FreedomWorks endorses McConnell primary foe. Senate race tightening?
Loading...
The conservative political group FreedomWorks on Wednesday endorsed Matt Bevin, the businessman who’s mounting a primary challenge to Senate minority leader Mitch McConnell (R) of Kentucky.
The nod wasn’t a shock. Mr. Bevin is a tea party favorite who is running to Senator McConnell’s right, and FreedomWorks is among the party activist groups trying to rid the GOP of what they consider to be Gumby-flexible establishment Republicans.
McConnell, who helped broker the deal that ended last year’s government shutdown, is high on the FreedomWorks hit list. As it endorsed Bevin, the group published a list of what it terms McConnell’s top 10 worst votes, which in its eyes include his vote in 2003 to pass President George W. Bush’s Medicare Part D proposal; his 2008 vote to pass the TARP financial bailout bill; and his 2013 legislative maneuvering, which reopened the federal government and allowed Democrats to lever Obamacare implementation funding back into the federal budget.
FreedomWorks President Matt Kibbe said in an interview with the Louisville Courier Journal that his group's political action committee is ready to put as much as $500,000 into the Bevin race.
“The feedback we have gotten from activists on the ground all over Kentucky is, they want to elect Matt Bevin,” Mr. Kibbe told the Courier Journal.
In recent days, Bevin and his supporters in the party have been pushing stuff they see as good news in an attempt to build momentum behind his campaign. Wednesday’s FreedomWorks endorsement is one such bit. Another is a Jan. 2 Human Events/Gravis poll in which McConnell leads Bevin among Kentucky Republican voters by 22 points, 53 percent to 31 percent.
Yes, that seems like a big margin, but other pollsters earlier in the year put the gap between the candidates as big as 52 percentage points. Thus, the latest poll shows Bevin is catching up, writes influential conservative pundit and radio host Erick Erickson on the right-leaning RedState site.
“Objectively he’s closed a pretty significant gap,” writes Mr. Erickson. “More importantly, conservatives are only just now starting to turn full focus to the primaries. Kentucky may have one before June, but there is still time for conservatives to rally to Matt Bevin.”

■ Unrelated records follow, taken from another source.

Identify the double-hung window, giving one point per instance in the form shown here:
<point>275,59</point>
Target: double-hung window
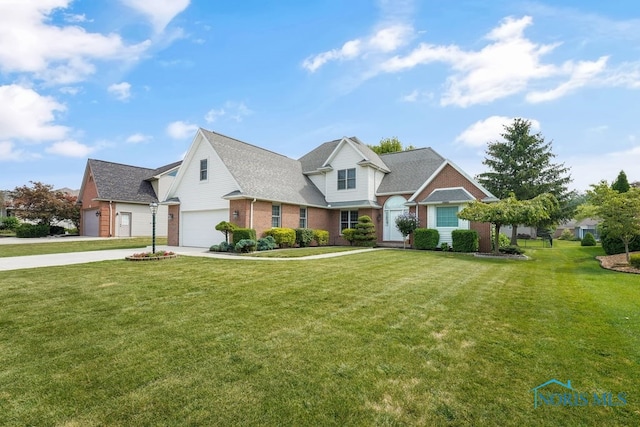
<point>348,219</point>
<point>203,169</point>
<point>346,179</point>
<point>275,216</point>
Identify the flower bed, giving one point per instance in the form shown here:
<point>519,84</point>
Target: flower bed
<point>151,256</point>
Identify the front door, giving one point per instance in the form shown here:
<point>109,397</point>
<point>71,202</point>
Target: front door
<point>125,224</point>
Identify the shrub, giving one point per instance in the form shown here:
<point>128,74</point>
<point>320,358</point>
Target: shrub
<point>243,233</point>
<point>566,235</point>
<point>511,250</point>
<point>588,240</point>
<point>304,236</point>
<point>614,246</point>
<point>365,234</point>
<point>285,237</point>
<point>426,238</point>
<point>465,240</point>
<point>348,234</point>
<point>321,237</point>
<point>9,223</point>
<point>31,230</point>
<point>266,243</point>
<point>246,245</point>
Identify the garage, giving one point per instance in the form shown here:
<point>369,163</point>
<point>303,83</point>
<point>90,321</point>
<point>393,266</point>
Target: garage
<point>198,228</point>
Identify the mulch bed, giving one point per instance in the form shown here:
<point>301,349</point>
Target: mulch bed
<point>617,262</point>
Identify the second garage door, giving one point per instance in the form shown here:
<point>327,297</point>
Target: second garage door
<point>199,227</point>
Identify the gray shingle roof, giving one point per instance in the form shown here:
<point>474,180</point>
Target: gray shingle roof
<point>264,174</point>
<point>409,170</point>
<point>124,183</point>
<point>448,195</point>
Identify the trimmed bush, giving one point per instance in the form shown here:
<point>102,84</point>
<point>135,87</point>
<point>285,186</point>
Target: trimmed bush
<point>348,234</point>
<point>321,237</point>
<point>246,246</point>
<point>243,233</point>
<point>588,240</point>
<point>31,230</point>
<point>9,223</point>
<point>465,240</point>
<point>304,236</point>
<point>365,234</point>
<point>266,243</point>
<point>426,238</point>
<point>285,237</point>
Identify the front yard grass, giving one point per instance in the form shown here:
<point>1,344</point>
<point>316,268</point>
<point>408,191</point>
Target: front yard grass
<point>377,338</point>
<point>59,247</point>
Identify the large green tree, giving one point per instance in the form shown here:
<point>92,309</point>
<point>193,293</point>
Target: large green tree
<point>619,212</point>
<point>389,145</point>
<point>522,164</point>
<point>621,184</point>
<point>510,211</point>
<point>40,203</point>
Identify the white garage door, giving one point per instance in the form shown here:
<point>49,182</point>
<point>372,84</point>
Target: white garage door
<point>199,228</point>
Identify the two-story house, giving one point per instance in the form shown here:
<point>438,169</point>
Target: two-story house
<point>224,179</point>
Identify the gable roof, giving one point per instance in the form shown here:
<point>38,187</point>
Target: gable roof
<point>123,183</point>
<point>409,170</point>
<point>277,178</point>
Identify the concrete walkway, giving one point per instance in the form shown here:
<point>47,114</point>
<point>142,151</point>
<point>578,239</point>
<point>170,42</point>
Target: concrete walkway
<point>51,260</point>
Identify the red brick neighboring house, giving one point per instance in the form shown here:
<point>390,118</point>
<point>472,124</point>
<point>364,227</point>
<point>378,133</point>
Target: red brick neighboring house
<point>222,178</point>
<point>114,199</point>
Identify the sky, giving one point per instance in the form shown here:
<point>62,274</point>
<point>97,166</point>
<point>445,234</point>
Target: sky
<point>131,81</point>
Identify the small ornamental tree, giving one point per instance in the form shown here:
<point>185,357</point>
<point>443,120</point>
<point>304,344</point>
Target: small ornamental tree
<point>365,234</point>
<point>406,224</point>
<point>226,227</point>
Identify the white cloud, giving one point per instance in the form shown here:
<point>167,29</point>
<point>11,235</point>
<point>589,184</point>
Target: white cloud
<point>70,148</point>
<point>488,130</point>
<point>181,130</point>
<point>121,91</point>
<point>385,40</point>
<point>236,111</point>
<point>55,54</point>
<point>159,12</point>
<point>25,114</point>
<point>138,138</point>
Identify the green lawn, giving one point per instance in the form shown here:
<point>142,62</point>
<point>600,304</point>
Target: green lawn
<point>377,338</point>
<point>22,249</point>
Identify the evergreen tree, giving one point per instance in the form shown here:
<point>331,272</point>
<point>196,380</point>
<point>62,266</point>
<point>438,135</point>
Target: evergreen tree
<point>621,184</point>
<point>522,165</point>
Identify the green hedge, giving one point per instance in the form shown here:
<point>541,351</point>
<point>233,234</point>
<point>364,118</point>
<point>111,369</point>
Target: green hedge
<point>243,233</point>
<point>285,237</point>
<point>321,237</point>
<point>465,240</point>
<point>31,230</point>
<point>304,236</point>
<point>426,238</point>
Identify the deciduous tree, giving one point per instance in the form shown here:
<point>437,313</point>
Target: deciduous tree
<point>522,165</point>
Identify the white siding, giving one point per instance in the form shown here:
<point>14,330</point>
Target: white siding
<point>445,232</point>
<point>348,158</point>
<point>141,219</point>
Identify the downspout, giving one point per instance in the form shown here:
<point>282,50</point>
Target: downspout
<point>251,214</point>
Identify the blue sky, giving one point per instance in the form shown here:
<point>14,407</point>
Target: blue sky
<point>130,81</point>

As to finances, Bevin aides have said their fourth-quarter 2013 fundraising was strong, at $900,000, and that the campaign now has about $1 million in the bank.
He’ll probably need every penny. Bevin is facing more than an uphill battle. Taking on the wily McConnell is more like climbing a vertical rock face using only your hands.
Twenty-two points is still a hefty difference, and it’s possible that Bevin’s improvement in recent months reflects simply an increase in name recognition among Kentucky voters. As to money, McConnell had raised $12 million for the current political cycle through the end of September 2013. He had almost $10 million cash on hand. (His campaign hasn’t released fourth-quarter figures.)
Then there is style. McConnell in past campaigns has proved himself to be adept at identifying his opponents’ weak points, and hitting them over and over in ads. There’s a reason Democrat Ashley Judd decided to pass on this race, after all.
With Bevin, that may be his business record. His family bell-manufacturing firm is located in Connecticut, not the Blue Grass State. It took state aid money to rebuild after the factory burned down.
Thus, McConnell campaign spokeswoman Allison Moore had this to say about Wednesday’s FreedomWorks endorsement: “A group that used to pride itself on grass-roots empowerment has endorsed a self-funding New England millionaire who takes taxpayer bailouts for his uninsured business, says he is a constitutionalist when he knows little about the Constitution and falsely claims he attended MIT.”
McConnell ads already label his challenger “Bailout Bevin.” You can bet every Kentucky voter will hear that phrase in coming months – multiple times.